Glendale is a lot like Moyes in this case; the city made a bad investment, and built Westgate City Center revolving around the success of the arena. If the biggest tenant leaves, the arena and the city center lose revenue and tax dollars and become a ghost town for a majority of the year. I know what Moyes is trying to gain; I know what Glendale needs to achieve; I know what Balsillie hopes to accomplish, yet I have no idea what the NHL is trying to achieve in this matter. With the current structure of hockey in Phoenix, it will fail. A failing franchise does not help build the value of the league, and keeping Balsillie out as an owner is acting petty and not seeing the big picture.

Moving a team to Hamilton might take away some fans from Buffalo and Toronto, but as Phoenix has proved, a season ticket base isn’t built by fans driving 45 minutes to an hour for every home game. Balsillie has money, and passion, and although his methods may be disliked, he’s eager to invest in a league and invest in teams like Nashville and Phoenix that would be better off somewhere else. An extra team in Canada in theory would hurt US television ratings, then again how much does the Phoenix market really add to viewership?

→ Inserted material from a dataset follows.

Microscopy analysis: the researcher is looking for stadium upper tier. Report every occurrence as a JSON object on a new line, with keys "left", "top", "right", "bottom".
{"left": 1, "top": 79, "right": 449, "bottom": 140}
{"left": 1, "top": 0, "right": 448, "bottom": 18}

Most hockey fans here root for Montreal or Detroit or Buffalo or someone else. If the NHL is so set against Balsillie, sell it to an investment group from Saskatchewan or Omaha or Vegas. The Coyotes may still remain a money loser in those areas, but at least there is a chance they will succeed there. If the NHL is so desperate to keep a team in the Phoenix market, then they need to do the unprecedented action of building an arena in Tempe. Otherwise, they’re just wasting their time.